1L’ouvrage coécrit par Jean-Noël Retière et Jean-Pierre Le Crom propose une étude de l’aide alimentaire depuis les années 1930, sous toutes ses facettes et jusqu’à ses transformations les plus récentes, en centrant l’étude sur l’aide d’urgence en matière alimentaire et vestimentaire (laissant de côté le logement, le soin ou l’insertion) et en s’appuyant sur le cas de l’agglomération de Nantes. Ils réunissent et complètent ainsi des travaux que l’un et l’autre1 ont menés sous différents angles, notamment sur l’aide alimentaire confessionnelle ou sur l’action humanitaire, et prolongent un rapport2 rédigé en 2000. Ce travail ne prétend pas à la représentativité nationale du cas nantais – les auteurs soulignent même à plusieurs reprises les décalages entre la situation locale et la situation nationale, y compris dans les principes et les actions d’organisations humanitaires. En parfait connaisseur du Secours national pendant la Deuxième Guerre mondiale, Jean-Pierre Le Crom note par exemple que cette institution « ne joue pas à Nantes le rôle qui est le sien dans la plupart des autres villes françaises », compte tenu de la place occupée par les restaurants municipaux, très présents et prenant en charge une large partie de l’assistance alimentaire (p. 41). L’enjeu d’une approche fine et contextualisée des logiques de l’aide alimentaire est démontré tout au long du livre.

  • 3 Axelle Brodiez-Dolino, Le Secours populaire français, 1945-2000 : du communisme à l’humanitaire, Pa (...)
  • 4 Daniel Zamora Vargas, De l’égalité à la pauvreté. Une socio-histoire de l’assistance en Belgique (1 (...)

2Les deux auteurs mobilisent une vaste gamme de travaux relevant principalement de la sociologie et de l’histoire pour éclairer les permanences et les transformations de l’aide alimentaire. Cette dernière donne matière à une réflexion très riche sur les renouvellements du champ humanitaire. Il est vrai que les travaux de sociologues à propos de l’humanitaire se sont multipliés, alors que les études historiques restent relativement modestes si l’on excepte notamment les travaux importants d’Axelle Brodiez-Dolino3 consacrés au Secours populaire et, plus largement, aux vulnérabilités, et la publication récente de l’étude de Daniel Zamora Vargas4 sur l’assistance en Belgique, dans laquelle l’optique sociohistorique est privilégiée.

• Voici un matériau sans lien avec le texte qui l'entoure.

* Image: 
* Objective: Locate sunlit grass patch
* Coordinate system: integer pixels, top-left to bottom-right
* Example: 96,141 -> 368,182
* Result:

3Comme pour la Belgique, les auteurs font le choix d’une étude délimitée géographiquement, mais le cadre nantais ne va pas de soi en raison de la gestion départementale de certaines organisations, des données statistiques disponibles surtout aux niveaux départemental et régional, et de l’indifférence de la distribution alimentaire aux frontières municipales. À l’échelon local, la pluralité des acteurs de l’aide alimentaire est frappante : si l’on retrouve de grandes organisations aux motivations initialement diverses mais évolutives, comme la Société de Saint-Vincent-de-Paul, le Secours populaire ou les Restos du cœur, de nombreuses initiatives locales, plus ou moins pérennes, sont retracées ou simplement transparaissent à travers l’étude de la presse locale. L’enquête identifie les suites de la guerre de 1914-1918 comme un temps d’implication fort des pouvoirs publics nantais dans l’aide alimentaire. La crise économique des années 1930 provoque en effet une recrudescence du recours aux restaurants municipaux : entre 1931 et 1932, le nombre de repas servi est quasiment décuplé à Nantes. Le long chapitre liminaire permet de prendre la mesure de l’aide alimentaire « en miettes », pour reprendre la métaphore choisie pour titre par les deux auteurs.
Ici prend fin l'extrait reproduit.